Objective: To estimate the effectiveness against early-onset group B streptococcal (GBS) disease of intrapartum antibiotic prophylaxis among term and preterm deliveries, deliveries with fewer than 4 hours of antibiotics, and deliveries receiving clindamycin regimens.
Methods: We performed a secondary analysis of the Birthnet cohort, a survey of 7,691 births to residents of the Active Bacterial Core surveillance system from 2003 to 2004. We used propensity score matching on covariates associated with prophylaxis and early-onset GBS disease to evaluate the effectiveness (1-risk ratio) of specific intrapartum antibiotic prophylaxis regimens against the disease end point.
Results: The effectiveness of 4 or more hours of prophylaxis with penicillin or ampicillin was high among term (91%, 95% confidence interval [CI] +63% to +98%) and preterm (86%, 95% CI +38% to +97%) neonates. Effectiveness was significantly lower for clindamycin (22%, 95% CI -53% to +60%). The effectiveness of 2 or fewer to fewer than 4 hours of prophylaxis with penicillin or ampicillin before delivery (47%, 95% CI -16% to +76%) and the effectiveness of prophylaxis with penicillin or ampicillin fewer than 2 hours before delivery (38%, 95% CI -17% to +67%) were both lower than the effectiveness of prophylaxis durations at 4 or more hours.

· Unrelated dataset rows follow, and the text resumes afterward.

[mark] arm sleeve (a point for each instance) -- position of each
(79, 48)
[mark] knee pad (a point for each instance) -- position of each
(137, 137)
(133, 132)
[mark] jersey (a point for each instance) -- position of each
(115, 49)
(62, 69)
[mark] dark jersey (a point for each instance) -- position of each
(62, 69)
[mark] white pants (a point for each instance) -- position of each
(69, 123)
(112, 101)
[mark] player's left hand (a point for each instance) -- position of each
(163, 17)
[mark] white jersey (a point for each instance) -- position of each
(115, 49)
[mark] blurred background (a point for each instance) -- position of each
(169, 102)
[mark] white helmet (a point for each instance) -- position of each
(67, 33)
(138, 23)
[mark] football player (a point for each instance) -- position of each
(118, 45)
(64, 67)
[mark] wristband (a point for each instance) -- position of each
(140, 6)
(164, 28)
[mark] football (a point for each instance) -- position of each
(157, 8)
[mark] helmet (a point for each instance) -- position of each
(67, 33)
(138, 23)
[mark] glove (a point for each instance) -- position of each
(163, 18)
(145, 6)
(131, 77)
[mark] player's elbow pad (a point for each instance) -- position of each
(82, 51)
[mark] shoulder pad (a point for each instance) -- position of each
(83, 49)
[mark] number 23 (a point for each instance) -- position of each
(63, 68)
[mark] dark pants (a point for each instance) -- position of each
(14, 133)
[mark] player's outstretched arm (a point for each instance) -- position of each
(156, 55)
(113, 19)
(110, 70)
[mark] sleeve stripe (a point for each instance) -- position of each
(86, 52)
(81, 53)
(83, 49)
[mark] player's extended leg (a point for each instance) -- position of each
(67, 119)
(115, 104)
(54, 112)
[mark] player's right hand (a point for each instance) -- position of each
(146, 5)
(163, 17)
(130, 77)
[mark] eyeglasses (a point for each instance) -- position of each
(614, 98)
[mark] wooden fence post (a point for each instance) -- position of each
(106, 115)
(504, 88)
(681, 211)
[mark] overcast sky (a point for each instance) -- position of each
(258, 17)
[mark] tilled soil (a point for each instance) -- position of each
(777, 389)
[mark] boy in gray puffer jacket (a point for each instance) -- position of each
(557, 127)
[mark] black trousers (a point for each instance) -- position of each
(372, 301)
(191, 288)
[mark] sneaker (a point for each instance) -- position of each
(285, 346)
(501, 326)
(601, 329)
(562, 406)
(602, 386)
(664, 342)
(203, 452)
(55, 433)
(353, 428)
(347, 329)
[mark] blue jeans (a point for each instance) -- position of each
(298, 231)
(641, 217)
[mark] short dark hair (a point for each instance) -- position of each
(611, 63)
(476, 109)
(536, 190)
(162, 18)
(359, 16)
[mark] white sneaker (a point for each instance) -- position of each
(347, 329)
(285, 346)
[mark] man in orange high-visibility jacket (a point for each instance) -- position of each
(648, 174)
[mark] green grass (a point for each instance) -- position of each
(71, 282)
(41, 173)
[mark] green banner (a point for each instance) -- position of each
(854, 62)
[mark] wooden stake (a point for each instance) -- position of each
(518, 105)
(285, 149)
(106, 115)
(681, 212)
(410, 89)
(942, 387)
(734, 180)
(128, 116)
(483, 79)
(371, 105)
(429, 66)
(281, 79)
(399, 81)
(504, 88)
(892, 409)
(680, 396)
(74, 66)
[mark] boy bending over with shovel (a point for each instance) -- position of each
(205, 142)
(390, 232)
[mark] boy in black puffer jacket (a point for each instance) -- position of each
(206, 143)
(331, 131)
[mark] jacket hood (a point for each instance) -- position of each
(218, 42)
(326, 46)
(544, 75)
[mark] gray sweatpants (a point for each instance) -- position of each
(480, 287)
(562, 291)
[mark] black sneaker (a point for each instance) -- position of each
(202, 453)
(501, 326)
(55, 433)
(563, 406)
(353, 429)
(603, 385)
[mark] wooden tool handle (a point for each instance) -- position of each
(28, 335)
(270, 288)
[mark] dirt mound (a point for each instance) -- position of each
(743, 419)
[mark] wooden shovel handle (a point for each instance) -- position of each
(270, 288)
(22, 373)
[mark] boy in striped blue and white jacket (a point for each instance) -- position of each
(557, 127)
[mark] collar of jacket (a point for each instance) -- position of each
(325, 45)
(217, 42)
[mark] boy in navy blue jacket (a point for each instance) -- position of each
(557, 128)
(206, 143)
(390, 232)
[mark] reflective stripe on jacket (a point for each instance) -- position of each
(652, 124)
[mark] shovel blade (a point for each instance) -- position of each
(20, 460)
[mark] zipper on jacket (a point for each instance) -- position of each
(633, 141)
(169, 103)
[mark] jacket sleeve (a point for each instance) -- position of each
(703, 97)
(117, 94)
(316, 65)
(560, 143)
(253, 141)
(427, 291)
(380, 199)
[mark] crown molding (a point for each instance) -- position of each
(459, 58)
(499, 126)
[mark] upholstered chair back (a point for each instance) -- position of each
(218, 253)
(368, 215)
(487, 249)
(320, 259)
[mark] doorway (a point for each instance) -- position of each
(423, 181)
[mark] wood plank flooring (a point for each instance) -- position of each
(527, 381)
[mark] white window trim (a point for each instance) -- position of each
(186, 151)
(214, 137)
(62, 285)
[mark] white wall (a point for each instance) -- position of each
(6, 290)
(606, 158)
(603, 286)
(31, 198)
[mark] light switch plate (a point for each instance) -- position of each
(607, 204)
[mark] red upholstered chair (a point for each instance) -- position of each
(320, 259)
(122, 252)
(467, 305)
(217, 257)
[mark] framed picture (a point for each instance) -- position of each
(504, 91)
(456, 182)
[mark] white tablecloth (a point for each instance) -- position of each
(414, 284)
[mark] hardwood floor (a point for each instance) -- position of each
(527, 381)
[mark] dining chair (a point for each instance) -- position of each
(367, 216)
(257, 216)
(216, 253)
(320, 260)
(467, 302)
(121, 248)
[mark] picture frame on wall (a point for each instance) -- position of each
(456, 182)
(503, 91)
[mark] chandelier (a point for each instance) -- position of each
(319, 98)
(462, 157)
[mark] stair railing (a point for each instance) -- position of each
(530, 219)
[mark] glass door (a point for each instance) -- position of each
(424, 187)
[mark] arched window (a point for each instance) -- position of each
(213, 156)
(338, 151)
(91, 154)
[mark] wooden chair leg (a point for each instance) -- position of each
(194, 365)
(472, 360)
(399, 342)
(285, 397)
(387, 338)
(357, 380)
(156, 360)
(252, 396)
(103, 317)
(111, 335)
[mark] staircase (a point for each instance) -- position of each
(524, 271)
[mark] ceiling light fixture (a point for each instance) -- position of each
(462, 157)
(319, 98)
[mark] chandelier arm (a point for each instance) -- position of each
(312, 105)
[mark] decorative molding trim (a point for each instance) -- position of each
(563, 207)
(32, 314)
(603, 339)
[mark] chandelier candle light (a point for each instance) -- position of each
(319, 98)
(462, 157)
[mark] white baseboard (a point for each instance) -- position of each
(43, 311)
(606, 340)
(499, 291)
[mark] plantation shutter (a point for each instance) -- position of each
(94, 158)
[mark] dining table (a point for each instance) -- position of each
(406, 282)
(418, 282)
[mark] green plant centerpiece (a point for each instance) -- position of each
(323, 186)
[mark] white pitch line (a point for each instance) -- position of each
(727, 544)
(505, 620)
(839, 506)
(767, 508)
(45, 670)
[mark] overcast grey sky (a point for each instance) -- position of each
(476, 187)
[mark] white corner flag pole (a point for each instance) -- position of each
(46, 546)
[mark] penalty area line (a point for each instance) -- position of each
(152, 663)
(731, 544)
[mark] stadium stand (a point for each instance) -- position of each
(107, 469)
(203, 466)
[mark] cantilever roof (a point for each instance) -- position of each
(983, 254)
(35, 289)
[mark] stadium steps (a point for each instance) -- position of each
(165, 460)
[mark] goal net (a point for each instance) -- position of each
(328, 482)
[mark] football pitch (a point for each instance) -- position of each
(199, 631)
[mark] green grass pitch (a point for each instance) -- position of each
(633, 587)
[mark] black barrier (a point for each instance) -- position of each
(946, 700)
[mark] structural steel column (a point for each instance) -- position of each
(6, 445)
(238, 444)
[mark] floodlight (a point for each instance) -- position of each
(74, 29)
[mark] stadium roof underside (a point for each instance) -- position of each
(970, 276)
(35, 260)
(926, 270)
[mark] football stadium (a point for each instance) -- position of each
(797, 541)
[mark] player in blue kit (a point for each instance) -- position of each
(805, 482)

Conclusion: Beta-lactam prophylaxis given 4 or more hours before delivery is highly effective for prevention of early-onset GBS disease. Prophylaxis of shorter durations or with clindamycin is less effective, reinforcing the need for health care providers to adhere to prevention recommendations, particularly for preterm deliveries, penicillin-allergic women, and neonates exposed to fewer than 4 hours of prophylaxis.